ある苗は、植えた当座は元気がないが、見る間に大きく育ったりする。逆に、なかなか勢いが出せないのもいる。育てていて一番嬉しいのは、萎れかかっていた苗が元気を取り戻して、花を咲かせた時だ。
以前、元国見町長の渡辺秀孝さんから聞いた「ちょっといい話」。渡辺さんは剣道、相撲、ラグビーと何でもこなす〃武闘派〃の体育教師だったが、人一倍の〃人情家〃でもある。
若かりし頃、北目のある小学校に、体育の授業にもほとんど参加できない体の弱い女の子がいて、担任を受け持っていた。ある時、みんなで普賢岳登山をする話が持ち上がった。
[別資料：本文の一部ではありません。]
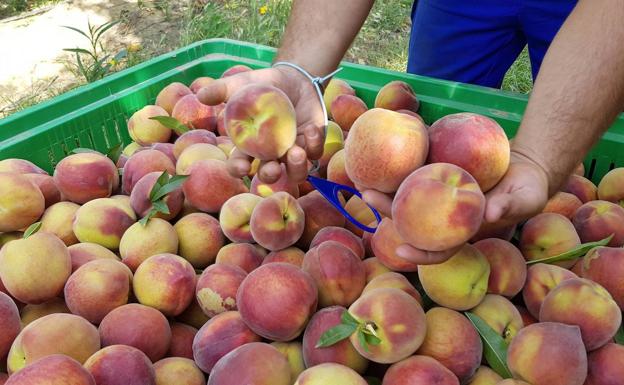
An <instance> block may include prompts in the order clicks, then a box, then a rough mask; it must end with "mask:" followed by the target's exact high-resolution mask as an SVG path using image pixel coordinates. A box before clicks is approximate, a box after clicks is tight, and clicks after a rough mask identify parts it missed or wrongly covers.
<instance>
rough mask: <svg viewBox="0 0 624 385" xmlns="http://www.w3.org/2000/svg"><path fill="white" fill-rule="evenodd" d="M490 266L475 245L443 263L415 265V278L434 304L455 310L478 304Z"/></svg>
mask: <svg viewBox="0 0 624 385" xmlns="http://www.w3.org/2000/svg"><path fill="white" fill-rule="evenodd" d="M489 275H490V264H489V263H488V261H487V259H486V258H485V257H484V256H483V254H481V252H480V251H479V250H477V249H476V248H475V247H474V246H471V245H468V244H466V245H464V247H462V248H461V249H460V250H459V251H458V252H457V253H456V254H455V255H453V256H452V257H451V258H450V259H448V260H447V261H446V262H443V263H440V264H436V265H420V266H418V278H419V279H420V282H421V284H422V287H423V289H424V290H425V292H426V293H427V295H428V296H429V297H430V298H431V299H432V300H433V301H434V302H436V303H437V304H439V305H441V306H444V307H448V308H450V309H454V310H468V309H471V308H473V307H475V306H476V305H478V304H479V303H480V302H481V301H482V300H483V298H484V297H485V293H486V291H487V287H488V279H489Z"/></svg>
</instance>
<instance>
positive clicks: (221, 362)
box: [208, 342, 292, 385]
mask: <svg viewBox="0 0 624 385" xmlns="http://www.w3.org/2000/svg"><path fill="white" fill-rule="evenodd" d="M291 383H292V379H291V378H290V365H289V364H288V360H287V359H286V357H284V355H283V354H282V353H280V352H279V350H277V349H276V348H275V347H273V346H271V345H269V344H266V343H262V342H251V343H248V344H245V345H242V346H239V347H237V348H236V349H234V350H232V351H231V352H229V353H227V354H226V355H224V356H223V357H222V358H221V359H220V360H219V361H218V362H217V363H216V364H215V366H214V367H213V368H212V371H211V372H210V377H209V378H208V385H240V384H254V385H290V384H291Z"/></svg>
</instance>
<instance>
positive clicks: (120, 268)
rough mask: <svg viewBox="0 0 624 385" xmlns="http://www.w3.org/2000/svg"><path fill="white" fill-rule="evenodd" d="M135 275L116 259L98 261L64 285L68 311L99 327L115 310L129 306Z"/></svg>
mask: <svg viewBox="0 0 624 385" xmlns="http://www.w3.org/2000/svg"><path fill="white" fill-rule="evenodd" d="M131 285H132V272H131V271H130V269H129V268H128V267H127V266H126V265H124V264H123V263H121V262H119V261H116V260H113V259H96V260H94V261H91V262H89V263H87V264H85V265H83V266H82V267H80V268H79V269H78V270H76V272H75V273H73V274H72V275H71V276H70V277H69V279H68V280H67V283H66V284H65V289H64V294H65V302H66V303H67V307H68V308H69V310H71V312H72V313H74V314H76V315H79V316H81V317H84V318H85V319H86V320H87V321H89V322H92V323H94V324H99V323H100V321H102V318H104V316H106V314H108V313H109V312H111V311H112V310H113V309H115V308H117V307H119V306H122V305H125V304H126V303H128V298H129V296H130V289H131Z"/></svg>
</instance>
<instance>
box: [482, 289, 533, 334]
mask: <svg viewBox="0 0 624 385" xmlns="http://www.w3.org/2000/svg"><path fill="white" fill-rule="evenodd" d="M470 312H471V313H474V314H476V315H477V316H478V317H480V318H481V319H482V320H483V321H485V323H486V324H488V326H490V327H491V328H492V330H494V331H495V332H497V333H498V335H500V336H501V337H502V338H503V339H504V340H505V342H507V343H510V342H511V340H512V339H513V338H514V336H515V335H516V334H517V333H518V330H520V329H522V328H523V327H524V321H523V320H522V316H521V315H520V312H519V311H518V309H517V308H516V307H515V306H514V305H513V304H512V303H511V301H509V300H508V299H507V298H505V297H503V296H501V295H498V294H487V295H486V296H485V297H484V298H483V301H481V303H480V304H479V305H477V306H476V307H474V308H472V309H471V310H470Z"/></svg>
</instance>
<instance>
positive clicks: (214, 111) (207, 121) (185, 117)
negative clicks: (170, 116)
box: [171, 94, 218, 131]
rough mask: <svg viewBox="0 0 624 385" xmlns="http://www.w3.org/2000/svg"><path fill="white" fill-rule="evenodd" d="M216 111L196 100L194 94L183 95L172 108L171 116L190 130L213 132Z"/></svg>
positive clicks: (215, 108)
mask: <svg viewBox="0 0 624 385" xmlns="http://www.w3.org/2000/svg"><path fill="white" fill-rule="evenodd" d="M217 114H218V112H217V110H216V108H215V107H213V106H207V105H205V104H203V103H201V102H200V101H199V99H197V96H196V95H195V94H189V95H184V96H183V97H182V98H180V100H178V102H177V103H176V104H175V106H174V107H173V110H172V111H171V116H172V117H173V118H175V119H176V120H177V121H178V122H180V123H182V124H184V125H185V126H187V127H189V128H190V129H192V130H208V131H215V130H216V129H217Z"/></svg>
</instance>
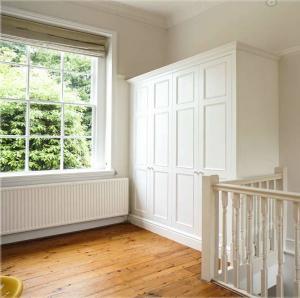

で、渡辺さんが取った行動は - 。これはクイズでもなんでもない「実話」なのだが、渡辺さんはその女の子を荒縄でおぶって登ったというのだ。
一度でも普賢岳に登ったことのある人なら、その道中がいかに急峻であるかお分かりだろう。我が身一つでも大変なのに、いかに虚弱な小学生とはいえ、通常のリュックの重さとは比較にはなるまい。
それでも渡辺さんは登った。ただ、最終最後の難関を残して - 。「ここまではオイと一緒に来た。後は自分の足で登ってみろ!!」。その言葉に勇気づけられた女の子は、一歩一歩を踏みしめながら、ついには頂上を制覇した、という。
拙文を書きながらも、若き青年教師の晴れやかな表情とともに、クラス全員が大喜びしている様子が目に浮かんでくるようだ。ビバ、ヒデタカヤン!!
渡辺さんによると、あれから何十年が経った今でも、同窓会などがあるとその女の子(今では立派なオバサン)は真っ先に抱きついてくるそうだ。
そう、育つという過程においては、「人間」も「花」もさして変わりはない。最初は優秀で元気が良くても、いつしかその「精気」を失くしてしまう者もいる。原因は、親をはじめとした周囲の「理解」や「愛情」が不足していることかも知れない。
そんなこんなを考えながら、先日、三男坊と一緒に朝飯を食べていたら、「今日は試験だ」という。「おーそうか」と答えた後で、「いいか、人間は遅咲きが本物だ。絶対にまーだ1番なんかになるなよ!?」と、アドバイスを送った。
すると、三男は「分かりました、お父様」とニヤリ。その後はやけに自信たっぷりの表情で出掛けて行ったが、まさか…?世の中、これを指して「杞憂」と言うらしい。